Car Accident Leads to Law School
Andrew Scott credits his car accident and resulting paraplegia as an unintended catalyst to a personal life plan. “Prior to my accident, I was not a serious student and had no life plans. I believe I spent three years at a junior college and acquired about 30 hours of class credits prior to the accident.” In the ten years post-accident, Scott earned a double major BBA in Economics and Management and an MBA, and will complete his second year of law school at The Pennsylvania State University, The Dickinson School of Law next month.
Growing up, Scott watched his older sister, who was born with a hearing impairment, break through personal barriers and never slow down. She refused to submit to special programs that limited her access to a mainstream environment, graduating salutatorian in her high school class. Early in Scott’s rehabilitation he recalls,, “Relearning how to bathe and dress myself, to sit up straight, and to maintain simple balance essentially reset my life to infancy at 22 years old,” and “When I had my opportunity to test my resolve, I knew complaining was not an option.”
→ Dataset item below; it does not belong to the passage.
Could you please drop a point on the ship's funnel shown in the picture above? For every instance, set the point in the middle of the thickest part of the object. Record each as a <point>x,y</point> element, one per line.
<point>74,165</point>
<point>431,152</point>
Scott gives special recognition to his mentor, Dr. Scott Sherman, or “Dr. Bubba” as he is known in the classroom, for challenging Scott to break barriers, as well as his own preconceived notions of what “wheelchair bound” meant. Scott notes, “All it takes is one good mentor to change a life forever.” Scott remembers spending countless hours in Dr. Bubba’s office, discussing the adversities living with a disability creates and also the new opportunities for success now afforded him. He credits Dr. Bubba with helping him develop a forward thinking mentality and motivating him to pursue higher education.
Despite finding academic and personal success as he transitioned into his adulthood with a disability, Scott faced others’ misperceptions about his abilities. He went on numerous interviews after obtaining his MBA, but was not getting any job offers. He suspected it was due to his disability. And, in one instance, a company explicitly said it was so. Realizing that he was his own best advocate, Scott filed a complaint with the Equal Employment Opportunity Commission and settled with the company. “People are not always able to overcome their own ignorance.”
Scott’s frustration with both blatant and subtle discrimination and experiencing firsthand the plethora of ADA violations led to his decision to go to law school. “People with disabilities are often overlooked and undervalued in the community and those who need their rights defended typically lack the voice and knowledge to self-advocate in a meaningful way. I am fortunate to have the opportunity to attend law school to better learn how to advocate, educate, and promote disability awareness issues. Scott encourages more lawyers actively advocate for disability rights. His passion for disability rights and civil liberties litigation is fueled by his personal story, which he hopes will inspire others to dream, persevere, and succeed.